This initial work will create a snapshot of the brand's equity at the time (or times) of measurement. Clearly though any change in the market will have an impact on one or more of the brand's dimensions. To gauge the effectiveness of your brand strategy, it will be necessary to carry out smaller surveys to monitor the impact of advertising, marketing, and business development efforts on brand equity.

Suppose, for example, that one of your competitors were to launch an advertising campaign claiming that your brand tells customers one thing but delivers another. This is likely to impact your credibility ratings, which may increase the consumer's information costs and perceived risks. It is likely therefore to decrease your brand equity. But by how much? An on-going measurement regime will help you track your brand's health, correct for market events, and quantify the impact of your brand management strategy.
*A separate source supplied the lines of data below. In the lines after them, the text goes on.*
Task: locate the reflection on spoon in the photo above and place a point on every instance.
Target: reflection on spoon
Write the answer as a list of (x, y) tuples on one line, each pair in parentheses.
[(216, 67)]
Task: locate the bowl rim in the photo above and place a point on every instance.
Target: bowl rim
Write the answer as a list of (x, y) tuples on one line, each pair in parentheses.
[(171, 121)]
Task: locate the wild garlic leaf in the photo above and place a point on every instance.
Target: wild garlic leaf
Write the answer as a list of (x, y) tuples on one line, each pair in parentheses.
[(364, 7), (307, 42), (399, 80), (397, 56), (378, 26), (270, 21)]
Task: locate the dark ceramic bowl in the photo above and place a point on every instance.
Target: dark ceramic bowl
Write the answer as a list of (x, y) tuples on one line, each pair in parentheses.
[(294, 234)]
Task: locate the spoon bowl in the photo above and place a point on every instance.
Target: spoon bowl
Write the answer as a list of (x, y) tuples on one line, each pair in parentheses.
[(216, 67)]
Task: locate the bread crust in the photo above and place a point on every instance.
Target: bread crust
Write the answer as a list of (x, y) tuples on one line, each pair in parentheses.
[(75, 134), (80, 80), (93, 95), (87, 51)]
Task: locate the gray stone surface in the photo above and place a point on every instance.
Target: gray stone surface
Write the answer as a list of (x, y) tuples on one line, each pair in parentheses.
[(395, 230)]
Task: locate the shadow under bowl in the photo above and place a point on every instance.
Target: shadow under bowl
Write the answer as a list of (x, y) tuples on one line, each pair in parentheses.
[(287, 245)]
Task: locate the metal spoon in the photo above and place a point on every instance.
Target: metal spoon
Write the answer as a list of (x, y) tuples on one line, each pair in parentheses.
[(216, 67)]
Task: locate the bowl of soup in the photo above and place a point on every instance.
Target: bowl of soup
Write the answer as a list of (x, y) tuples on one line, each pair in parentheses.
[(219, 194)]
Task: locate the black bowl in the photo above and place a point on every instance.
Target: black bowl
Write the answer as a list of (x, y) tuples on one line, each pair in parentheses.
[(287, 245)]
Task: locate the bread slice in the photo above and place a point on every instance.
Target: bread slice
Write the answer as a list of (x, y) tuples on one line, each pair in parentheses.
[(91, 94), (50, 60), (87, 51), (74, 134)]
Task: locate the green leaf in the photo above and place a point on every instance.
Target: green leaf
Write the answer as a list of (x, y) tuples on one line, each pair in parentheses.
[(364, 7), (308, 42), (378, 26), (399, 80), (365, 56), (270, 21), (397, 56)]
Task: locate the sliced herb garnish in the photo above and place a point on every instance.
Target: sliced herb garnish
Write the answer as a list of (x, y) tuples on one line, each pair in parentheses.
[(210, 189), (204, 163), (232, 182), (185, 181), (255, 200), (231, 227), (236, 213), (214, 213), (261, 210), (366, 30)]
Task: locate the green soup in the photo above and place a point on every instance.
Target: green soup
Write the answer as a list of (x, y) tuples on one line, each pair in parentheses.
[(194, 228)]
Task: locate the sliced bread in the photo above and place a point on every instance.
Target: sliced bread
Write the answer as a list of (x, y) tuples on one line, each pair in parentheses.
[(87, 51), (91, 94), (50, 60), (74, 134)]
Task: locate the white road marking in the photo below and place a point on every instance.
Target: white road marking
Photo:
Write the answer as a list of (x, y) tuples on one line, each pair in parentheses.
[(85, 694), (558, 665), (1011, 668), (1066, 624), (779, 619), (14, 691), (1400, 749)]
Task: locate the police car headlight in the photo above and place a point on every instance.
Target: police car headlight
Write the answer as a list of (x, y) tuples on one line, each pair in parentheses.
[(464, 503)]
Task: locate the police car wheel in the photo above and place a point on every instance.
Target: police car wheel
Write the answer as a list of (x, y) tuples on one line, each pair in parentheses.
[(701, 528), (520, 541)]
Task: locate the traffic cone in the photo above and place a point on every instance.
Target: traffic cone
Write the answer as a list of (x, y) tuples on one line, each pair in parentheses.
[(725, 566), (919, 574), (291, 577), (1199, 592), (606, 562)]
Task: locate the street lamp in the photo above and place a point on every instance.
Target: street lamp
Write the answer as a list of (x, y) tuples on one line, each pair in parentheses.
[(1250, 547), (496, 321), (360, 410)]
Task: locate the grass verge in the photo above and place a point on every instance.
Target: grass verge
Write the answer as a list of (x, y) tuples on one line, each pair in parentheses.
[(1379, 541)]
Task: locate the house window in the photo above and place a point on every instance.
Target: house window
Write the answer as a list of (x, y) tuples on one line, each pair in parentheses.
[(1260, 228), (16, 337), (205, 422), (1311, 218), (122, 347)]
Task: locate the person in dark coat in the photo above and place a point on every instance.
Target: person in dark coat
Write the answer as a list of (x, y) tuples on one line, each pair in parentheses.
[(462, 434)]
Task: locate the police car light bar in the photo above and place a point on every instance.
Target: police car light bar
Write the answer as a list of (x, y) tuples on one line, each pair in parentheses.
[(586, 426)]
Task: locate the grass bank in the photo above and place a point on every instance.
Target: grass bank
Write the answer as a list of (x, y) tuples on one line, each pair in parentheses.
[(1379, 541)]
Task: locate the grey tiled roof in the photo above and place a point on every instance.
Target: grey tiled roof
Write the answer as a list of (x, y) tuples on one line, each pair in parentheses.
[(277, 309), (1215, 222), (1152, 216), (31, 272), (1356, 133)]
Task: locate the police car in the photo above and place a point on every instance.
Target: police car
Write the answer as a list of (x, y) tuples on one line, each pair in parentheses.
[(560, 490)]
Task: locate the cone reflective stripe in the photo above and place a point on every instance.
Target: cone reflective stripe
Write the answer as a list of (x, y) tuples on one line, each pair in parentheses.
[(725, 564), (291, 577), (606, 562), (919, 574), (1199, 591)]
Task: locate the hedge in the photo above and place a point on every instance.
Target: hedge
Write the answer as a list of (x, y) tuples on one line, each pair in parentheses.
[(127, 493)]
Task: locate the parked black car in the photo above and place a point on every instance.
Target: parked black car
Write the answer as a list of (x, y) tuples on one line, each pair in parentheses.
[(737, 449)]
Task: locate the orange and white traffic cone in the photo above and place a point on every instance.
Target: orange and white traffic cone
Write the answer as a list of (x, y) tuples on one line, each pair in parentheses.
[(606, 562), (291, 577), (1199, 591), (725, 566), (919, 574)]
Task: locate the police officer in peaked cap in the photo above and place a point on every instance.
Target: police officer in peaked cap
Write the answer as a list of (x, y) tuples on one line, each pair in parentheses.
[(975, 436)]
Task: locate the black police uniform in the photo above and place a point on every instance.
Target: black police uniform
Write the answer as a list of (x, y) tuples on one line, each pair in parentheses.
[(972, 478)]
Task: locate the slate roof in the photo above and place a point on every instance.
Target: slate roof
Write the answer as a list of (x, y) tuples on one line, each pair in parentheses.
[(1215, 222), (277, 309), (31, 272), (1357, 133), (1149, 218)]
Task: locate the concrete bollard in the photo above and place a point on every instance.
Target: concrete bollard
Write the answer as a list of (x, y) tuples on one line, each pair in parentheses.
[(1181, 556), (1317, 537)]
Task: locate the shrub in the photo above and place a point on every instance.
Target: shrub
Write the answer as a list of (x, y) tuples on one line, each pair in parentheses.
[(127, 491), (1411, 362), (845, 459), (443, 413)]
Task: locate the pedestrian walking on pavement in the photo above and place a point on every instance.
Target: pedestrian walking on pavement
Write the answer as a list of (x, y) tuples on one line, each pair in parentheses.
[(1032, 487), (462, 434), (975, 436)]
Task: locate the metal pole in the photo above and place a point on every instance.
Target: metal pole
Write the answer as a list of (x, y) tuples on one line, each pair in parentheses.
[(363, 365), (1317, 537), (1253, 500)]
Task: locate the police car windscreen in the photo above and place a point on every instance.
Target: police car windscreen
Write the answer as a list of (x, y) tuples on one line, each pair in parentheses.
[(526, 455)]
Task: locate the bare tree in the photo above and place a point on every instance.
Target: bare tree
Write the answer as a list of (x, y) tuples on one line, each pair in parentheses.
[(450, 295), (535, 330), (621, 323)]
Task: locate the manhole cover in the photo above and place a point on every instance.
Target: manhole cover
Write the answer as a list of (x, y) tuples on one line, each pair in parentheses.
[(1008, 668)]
This approach can be used to evaluate:

  1. Strategic brand alliances, mergers and acquisitions
  2. Co-branding opportunities
  3. Line extensions
  4. Umbrella branding and more

Example
Company A is considering a line extension into a new (but related) category that represents a good fit. Advanis' approach can measure the equity of Company A's brand in its own category, as well as the equity it is likely to generate in the new category. We can also take into account the equity of major competitors in key segments, or target markets.

This allows Company A to evaluate value pricing strategies as well as estimate expected revenues, contribution margins, and/or profit levels. Because Advanis' CDA is an integral part of this approach, Advanis can also predict how Company A's strategic or tactical actions are likely to impact not only their own brand, but also competitive brands.